Embedded Linux: Debugging User Space Seg Faults

Simon Goda, Doulos Embedded, 2014

A memory scribble or some other access violation in user space is likely to cause an undefined instruction or a data abort exception which will trigger a "SIGSEGV" segmentation fault, e.g.:

target$ ./my_app
Segmentation fault
target$

The basic information provided does not provide any clues as to what the problem is. In this article we take a brief look at some of the tools there available in a typical embedded Linux development environment which can help to track down the problem. We're assuming here embedded Linux running on a target board but these techniques could also be used for a host application.

Kernel Messages

First check the kernel messages in the serial console connected to the target, or use dmesg directly on the target to retrieve these. Look for messages related to the problem application:

target$ ./my_app
Segmentation fault
target$ dmesg
...
[ 1962.987529] myapp[3303]: segfault at 0 ip 00400559 sp 5bc7b1b0 error 6 in myapp[400000+1000]
...

Here we can see some information about the cause of the fault i.e. the instruction pointer address (ip) and the stack pointer address (sp). We can also see that the segfault has occurred at address 0.

Static Analysis

There are some useful utilities you can use to make sense of this information by performing a static analysis of the application binary. In your toolchain the name of the tool may well be prefixed to indicate the target architecture they support e.g. arm-none-linux-gnueabi-nm.

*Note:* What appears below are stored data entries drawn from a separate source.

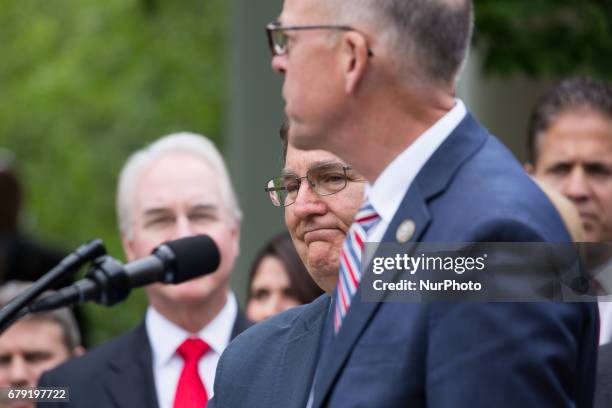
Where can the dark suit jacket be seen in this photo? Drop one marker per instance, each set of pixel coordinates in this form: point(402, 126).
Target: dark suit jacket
point(603, 387)
point(272, 364)
point(465, 354)
point(117, 374)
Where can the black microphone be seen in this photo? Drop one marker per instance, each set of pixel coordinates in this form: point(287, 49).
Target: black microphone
point(109, 282)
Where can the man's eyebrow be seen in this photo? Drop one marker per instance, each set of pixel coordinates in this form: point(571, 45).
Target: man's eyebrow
point(204, 207)
point(156, 211)
point(317, 163)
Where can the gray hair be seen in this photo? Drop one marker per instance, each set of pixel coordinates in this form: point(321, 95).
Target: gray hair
point(193, 144)
point(570, 94)
point(62, 317)
point(430, 37)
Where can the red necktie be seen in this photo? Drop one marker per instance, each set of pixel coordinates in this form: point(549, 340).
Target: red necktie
point(190, 391)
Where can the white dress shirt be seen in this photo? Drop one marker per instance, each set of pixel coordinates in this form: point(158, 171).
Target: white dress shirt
point(388, 190)
point(165, 337)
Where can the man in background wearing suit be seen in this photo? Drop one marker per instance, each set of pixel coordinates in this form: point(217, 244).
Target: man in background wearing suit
point(570, 149)
point(373, 81)
point(176, 187)
point(282, 350)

nm will provide a listing of all of the symbols and their addresses in the application binary file:

target$ nm myapp
00000000 a 
00601034 b .bss
00601034 B __bss_start
00000000 n .comment
00601034 b completed.6366
00000000 a crtstuff.c
00000000 a crtstuff.c
00601030 d .data
00601030 D __data_start
00601030 W data_start
...

Depending on which toolchain and binary file format you are using, it might be more use to compile the binary (if not done already) with the -g option. You can then use the nm -a option to ensure that any debug symbols are listed. We can then use the instruction pointer value from the dmesg output and see if we can understand which symbol it corresponds to.

ldd

ldd will show any dependencies on shared libraries, including their start address. Comparing the instruction pointer with these start addresses should show whether the problem is in fact in a shared library.

target$ ldd myapp
linux-vdso.so.1 =>  (0x7b5fe000)
libc.so.6 => /lib/libc.so.6 (0x8f400000)
/lib/ld-linux-armv7.so.2 (0x8ec00000)

objdump

objdump can be used to display a range of information about an object file. It is a very powerful tool which has numerous options (use the man page or --help). In this scenario we can use it to find the relevant line of assembly code for the instruction pointer address given in the dmesg output and see what instructions actually caused the problem. Here we use options -D (disassemble all) and -S (intermix source). This latter option is particularly useful but does require the application to have been compiled with debug symbols i.e. -g. We pipe the output into a file:

target$ objdump -DS myapp > dump.txt

Looking in that file we can see the instructions at the relevant ip address. Of course, some knowledge of the instruction set and architecture you are working with is required at this point to understand the disassembly. It may also help to compile without optimisations enabled as these can obfuscate the true functionality of the code:

...
40054f:       00 

myfunction();
400550:       e8 db ff ff ff          callq  400530 
     
/* causing seg fault */
*myptr = 4;
400555:       48 8b 45 f8             mov    -0x8(%rbp),%rax
400559:       c7 00 04 00 00 00       movl   $0x4,(%rax)
...

The problem is obvious here, and if we refer back to our original dmesg output which told us that the segfault occurred at address 0 then it is not surprising to know that myptr was initialized to NULL.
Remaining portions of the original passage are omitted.